Mom kissed my head and held it there. I felt her breath, warming my hair. “You’re very mature,” she said, after a moment. “Maybe…the age really isn’t so bad.”

It wasn’t total acceptance, but it was pretty close. I thanked her for talking to me, realizing it had been years since I’d sought any kind of comfort from her. I’d always thought she’d stopped giving it because I was too old. Maybe, in reality, I’d just stopped showing her I still wanted it.

“Think they’re ready to meet me?” he asks. My eyes are closed now, as I snuggle against him, but I hear his smile.

“Not yet.”

“Oh, come on. I could be their future son-in-law.”

“Stop,” I giggle, hitting him. I look up at him. “Do you really think about that stuff? Marrying me, I mean?”

He blushes. Since it’s usually me who’s embarrassed, I make sure to savor this rare sight. “Yeah. Sometimes.” He wraps his arms around me tighter. “Okay, a lot.”

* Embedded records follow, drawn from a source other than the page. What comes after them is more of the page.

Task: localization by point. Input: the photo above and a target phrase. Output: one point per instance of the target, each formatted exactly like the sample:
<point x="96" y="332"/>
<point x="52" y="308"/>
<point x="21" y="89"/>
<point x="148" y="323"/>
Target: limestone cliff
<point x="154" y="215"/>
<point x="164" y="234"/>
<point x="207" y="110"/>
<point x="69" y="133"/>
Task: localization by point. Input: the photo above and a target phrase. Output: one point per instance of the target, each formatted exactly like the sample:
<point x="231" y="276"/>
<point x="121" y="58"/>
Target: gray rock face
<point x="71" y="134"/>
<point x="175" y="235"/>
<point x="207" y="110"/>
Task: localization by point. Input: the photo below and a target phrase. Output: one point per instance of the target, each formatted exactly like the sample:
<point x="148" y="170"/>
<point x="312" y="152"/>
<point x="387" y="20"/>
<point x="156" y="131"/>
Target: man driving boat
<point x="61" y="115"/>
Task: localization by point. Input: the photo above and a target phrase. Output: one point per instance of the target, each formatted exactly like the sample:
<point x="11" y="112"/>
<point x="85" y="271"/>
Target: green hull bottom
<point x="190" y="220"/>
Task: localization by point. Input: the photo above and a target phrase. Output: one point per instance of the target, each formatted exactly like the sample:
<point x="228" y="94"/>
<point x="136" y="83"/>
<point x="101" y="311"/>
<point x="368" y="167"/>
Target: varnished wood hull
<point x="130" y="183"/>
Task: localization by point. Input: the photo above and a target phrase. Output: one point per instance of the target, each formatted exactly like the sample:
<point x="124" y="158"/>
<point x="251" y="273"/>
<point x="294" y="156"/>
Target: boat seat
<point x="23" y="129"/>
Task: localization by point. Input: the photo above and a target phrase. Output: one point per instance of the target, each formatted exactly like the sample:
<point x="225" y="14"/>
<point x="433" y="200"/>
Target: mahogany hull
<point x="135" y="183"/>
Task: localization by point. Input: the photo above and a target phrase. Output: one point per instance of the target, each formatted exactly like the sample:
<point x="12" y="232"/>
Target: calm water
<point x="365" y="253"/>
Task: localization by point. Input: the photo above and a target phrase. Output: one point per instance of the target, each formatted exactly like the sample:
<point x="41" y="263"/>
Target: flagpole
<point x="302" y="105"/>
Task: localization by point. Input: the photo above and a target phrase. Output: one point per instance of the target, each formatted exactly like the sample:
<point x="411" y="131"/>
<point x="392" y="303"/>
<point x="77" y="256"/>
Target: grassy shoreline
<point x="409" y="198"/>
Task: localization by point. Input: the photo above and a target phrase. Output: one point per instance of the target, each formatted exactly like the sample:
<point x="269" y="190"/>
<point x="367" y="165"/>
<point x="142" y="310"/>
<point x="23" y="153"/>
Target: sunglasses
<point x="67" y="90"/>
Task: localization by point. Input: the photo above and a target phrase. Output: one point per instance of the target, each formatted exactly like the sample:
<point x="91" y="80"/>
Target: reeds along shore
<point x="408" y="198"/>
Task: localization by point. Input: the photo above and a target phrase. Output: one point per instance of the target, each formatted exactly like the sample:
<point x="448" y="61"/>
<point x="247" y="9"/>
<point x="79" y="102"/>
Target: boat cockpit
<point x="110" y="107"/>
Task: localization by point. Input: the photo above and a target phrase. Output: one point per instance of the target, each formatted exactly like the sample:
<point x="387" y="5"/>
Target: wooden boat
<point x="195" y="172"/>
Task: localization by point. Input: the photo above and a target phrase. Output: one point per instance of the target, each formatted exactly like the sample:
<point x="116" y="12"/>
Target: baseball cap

“What do you think about?”

“Moving in together, after you graduate.” He lets his gaze drift up to the ceiling. “Buying a house of our own. Getting married…having kids.” He looks at me again. “But not for a while. Right now…I’m just enjoying this.”

“Me too.” I rest my head back on his chest and listen to his heartbeat, calm again, and drift off to sleep.

* * *

I wake at midnight to the DVD menu on repeat, my arm pinned under me against his chest, numb.

I lift my head and look at him, studying his face in the television’s glow. His square jaw, the sun-kissed highlights of his hair, fading with fall.

He smiles sleepily when I start to touch him through his boxers.

“Care for another round?” I whisper. My mouth leaves a trail of small, pink hickeys down his chest and stomach.

He clears his throat, still blinking himself awake, as he puts his hands on the back of my head, guiding me down. “I don’t know—you looked pretty overwhelmed earlier.”

“You love overwhelming me. Isn’t that the point?”

He smiles, sighing as I pull his boxers down and get to work. “Yeah, I guess it is.” I hear him breathing harder, his throat clearing. “How do you always manage to get your way, even when I’m the one in charge?”

I tease him, flitting my tongue across his skin again, the lightest touch.

“Don’t worry,” I assure him. I glance at him. Half his face is in shadow, the other half in the light. Intense, but gentle. “I’ll teach you.”